From Madame Brillon
al: American Philosophical Society
ce vendredi 20 avril— 81

Je vais répondre a votre lettre mon bon papa avéc franchise et amitié: il auroit été doux à mon coeur et trés agréable a monsieur Brillon de pouvoir formér une liaison qui ne fit de nous qu'une mesme famille, nous aimons monsieur votre fils et nous croyons qu'il à tout ce qu'il faut pour faire un sujét distingué et rendre une femme heureuse; mais il ne peut raisonnablement se décidér a demeurer dans ce pays ci; ses biens, son état, ses devoirs l'at-tachent a la patrie. Votre nom a soutenir est un lien de plus qui l'oblige dans tous les cas a faire les choses, ou à habitter les lieux ou il sera util a ses concitoyens: de notre costé il nous faut un gen-dre qui soit en état de remplir la place de mon mari qui commence a avoir besoin de repos: cette place est l'objét le plus important de notre fortune. Elle éxige un homme instruit dans les loix et les formes de notre pays, un homme de notre religion. Mr Brillon et moi pensons absolument comme vous qu'il n'est qu'une religion et une morale commune a tous les sages, sommes cependant obligés de nous souméttre aux usages de notre pays: un éstre isolé en se taisant et laissant aux autres leurs préjugés, peut faire ce qu'il veut. Des gents mariés et tenant a une famille nombreuse lui doivent compte de leur démarches.

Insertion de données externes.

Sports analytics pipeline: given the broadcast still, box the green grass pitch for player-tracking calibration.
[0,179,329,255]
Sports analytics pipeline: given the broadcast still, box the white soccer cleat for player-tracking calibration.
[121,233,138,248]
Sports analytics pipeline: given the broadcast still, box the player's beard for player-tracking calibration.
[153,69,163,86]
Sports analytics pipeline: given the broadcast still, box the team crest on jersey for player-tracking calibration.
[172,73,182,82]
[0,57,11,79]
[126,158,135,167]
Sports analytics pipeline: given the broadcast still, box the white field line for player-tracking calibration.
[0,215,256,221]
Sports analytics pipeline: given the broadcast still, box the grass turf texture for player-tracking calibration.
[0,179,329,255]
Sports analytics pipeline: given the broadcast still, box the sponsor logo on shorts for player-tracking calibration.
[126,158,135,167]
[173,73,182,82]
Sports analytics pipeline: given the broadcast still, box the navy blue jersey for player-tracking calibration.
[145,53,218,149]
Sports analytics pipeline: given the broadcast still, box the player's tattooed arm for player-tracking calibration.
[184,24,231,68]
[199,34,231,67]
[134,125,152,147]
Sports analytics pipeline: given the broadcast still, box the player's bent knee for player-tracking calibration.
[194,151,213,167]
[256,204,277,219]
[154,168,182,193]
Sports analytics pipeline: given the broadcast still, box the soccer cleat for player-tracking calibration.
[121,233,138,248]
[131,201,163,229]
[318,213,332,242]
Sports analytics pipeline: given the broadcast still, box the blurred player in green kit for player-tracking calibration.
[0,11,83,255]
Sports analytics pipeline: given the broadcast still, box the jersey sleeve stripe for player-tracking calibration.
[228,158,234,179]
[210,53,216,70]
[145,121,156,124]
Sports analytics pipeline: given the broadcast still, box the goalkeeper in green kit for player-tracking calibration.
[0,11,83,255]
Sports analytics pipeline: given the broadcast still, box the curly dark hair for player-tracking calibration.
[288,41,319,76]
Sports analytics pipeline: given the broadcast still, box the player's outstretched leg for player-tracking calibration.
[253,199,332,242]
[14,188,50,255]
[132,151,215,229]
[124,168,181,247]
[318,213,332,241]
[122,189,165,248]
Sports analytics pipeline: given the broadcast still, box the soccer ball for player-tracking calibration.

Il y auroit encore plusieurs objéctions a faire a la proposition flateuse que vous nous avéz faittes, ce qu'il en coutte a nos coeurs de ne pouvoir l'accépter doit vous assurér á jamais de notre tendrésse: soyés tranquil mon bon papa, tant que noux éxisterons vous ne serés pas abandonné: sans éstre vos enfants nous sommes vos amis, et nous vous rendrons dans tous les tems, tous les soins qui dépendrons de nous: je vous prie mon bon papa de comuniquér a monsieur votre fils les obstacles qui pouroient nuires á l'at-tachement qu'il prendroit pour notre enfant, il doit estre notre ami a tous, il sera heureux et fera notre bonheur en s'en tenant a ce sentiment. S'il devenoit plus vif il se rendroit malheureux et nous affligeroit. Son honnesteté et votre sagésse nous rassurent: adieu mon bon ami aimons nous, tâchons d'oubliér un projét dont le souvenir ne nous causeroit que des regréts ou de ne nous le rappeller jamais que pour estre plus surs encore s'il est possible de l'éstime et de l'amitié que nous avons les uns pour les autres.